All my life I’ve felt like I operate outside of the “normal” of the rest of the world. In a family of 13 siblings, I was a loner. That upbringing is probably the genesis of my ability and desire to sit back and observe what goes on around me, all while seeing the absurdity and humor no matter how bleak.
After a three year stint in the Army and four years in college, I went to work at a major public accounting firm. None of that would lead you to believe I would be operating outside the norm. You don’t do or say anything in the Army unless you want to clean latrines for a living. My college life consisted of being married and driving from Fairfield to Oxford and back again, followed by studying most of the rest of the day. I was a “serious” student! When you think “accountant,” you don’t think “funny accountant.” That’s an oxymoron if I ever saw one! However, I met quite a few “not-normal” accountants over the next few years. I still tried to fit in as best I could.

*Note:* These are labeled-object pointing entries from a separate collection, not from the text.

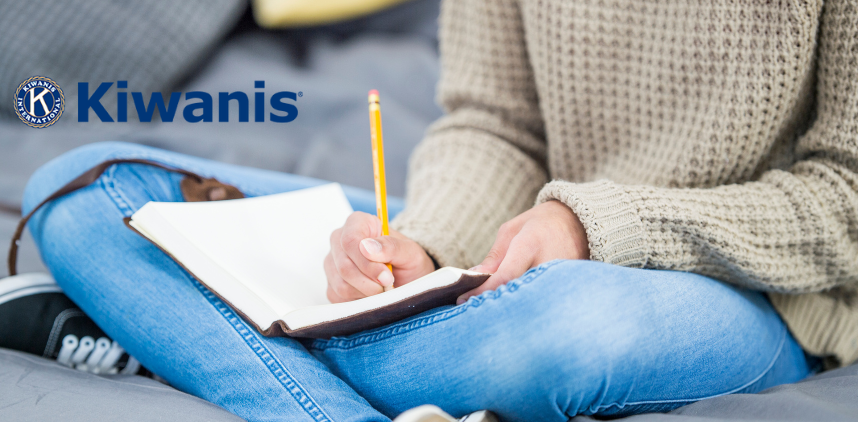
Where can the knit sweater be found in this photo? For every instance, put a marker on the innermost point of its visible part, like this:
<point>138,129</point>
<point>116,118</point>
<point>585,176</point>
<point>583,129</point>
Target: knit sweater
<point>718,137</point>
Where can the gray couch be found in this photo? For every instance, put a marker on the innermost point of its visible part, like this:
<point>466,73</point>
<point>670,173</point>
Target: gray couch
<point>395,52</point>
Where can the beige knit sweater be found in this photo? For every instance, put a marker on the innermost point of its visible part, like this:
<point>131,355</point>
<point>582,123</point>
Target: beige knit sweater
<point>718,137</point>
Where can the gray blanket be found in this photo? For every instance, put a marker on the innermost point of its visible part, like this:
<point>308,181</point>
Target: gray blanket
<point>33,388</point>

I didn’t always speak up. When I was young, I was hesitant to say what I was thinking because I didn’t want people to see how weird I was. Today, I have no such qualms! I have absolutely no filter and I will say what I think as soon as I think it. One nickname I had while working as a loan officer was “The Silent Assassin.” When I asked why, the nickname giver said, “you don’t say much, but when you do you come out of nowhere and say some things that hit the bullseye!.”
Nothing I say is meant to hurt, unless I mean to hurt you (which is rare). Sarcasm mixed with a dry sense of humor are tools I’ve honed to a sharp edge. Writing this blog may help you begin to understand how I see the world. It won’t always be abnormal, but I’ll try.